北海道内で2024年に発生した労働関係法令違反の司法事件について、1年間で48件が送検され、その内訳は労働安全衛生法違反が29件、最低賃金法違反が6件、労働基準法違反が13件となりました。建設業が15件と最も多く、危険防止措置の不足や賃金不払など基本的な法令違反が目立っています。現場では墜落や接触事故につながる管理不備も複数確認され、重大災害の防止に向けた対策の必要性が浮き彫りになりました。


令和6年に北海道で行われた労働関係法令違反の送検状況が取りまとめられ、1年間で48件の司法事件が検察庁へ送致されたことが明らかになった。前年と比較すると4件増加しており、依然として重大な労務管理上の問題が各業種で続いている実態が示されている。この48件の内訳を見ると、労働安全衛生法違反が29件と最も多く、次いで労働基準法違反が13件、最低賃金法違反が6件となっている。特に安全衛生分野における違反件数の高さは、現場における危険防止措置の不備が根強く残っていることを示すものであり、労働災害を未然に防ぐための体制構築が急務であることがうかがえる。

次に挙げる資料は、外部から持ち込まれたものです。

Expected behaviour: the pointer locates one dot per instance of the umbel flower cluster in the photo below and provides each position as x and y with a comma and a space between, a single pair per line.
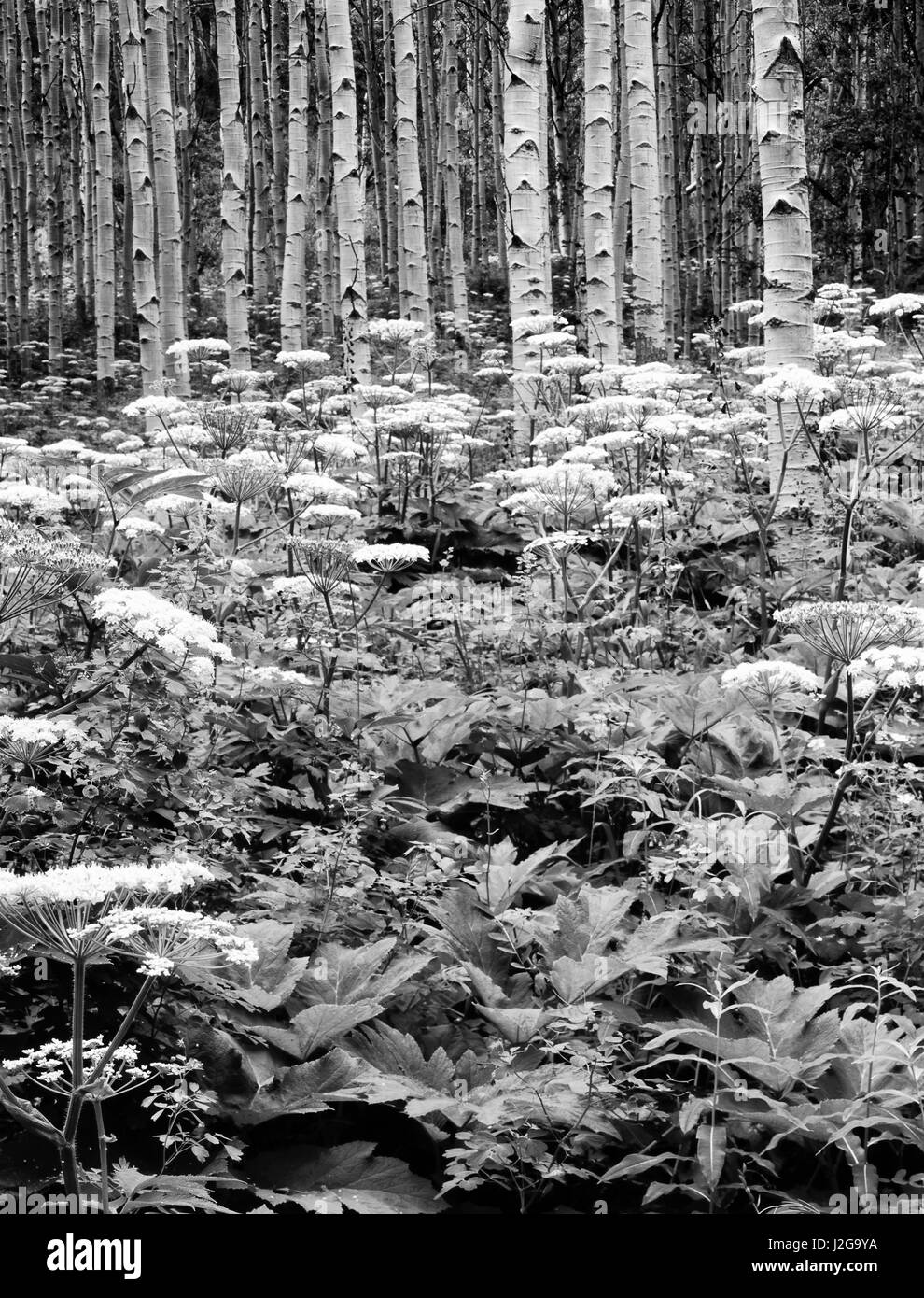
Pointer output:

業種別の状況を見ると、建設業が15件と全体の31.3%を占め最も多く、次いで運輸交通業が7件、商業が5件、接客娯楽業が4件と続き、製造業では2件が確認されている。建設業で多くの送検が発生している背景には、高所作業や重機作業など危険度の高い作業が多いことに加え、墜落防止措置の不徹底や機械設備の安全管理不足など、基本的な対策が十分に講じられていないケースが依然として残っていることが影響していると考えられる。実際、危険防止措置に関する違反は17件にのぼり、墜落や接触事故につながる恐れのある状況が複数確認されている。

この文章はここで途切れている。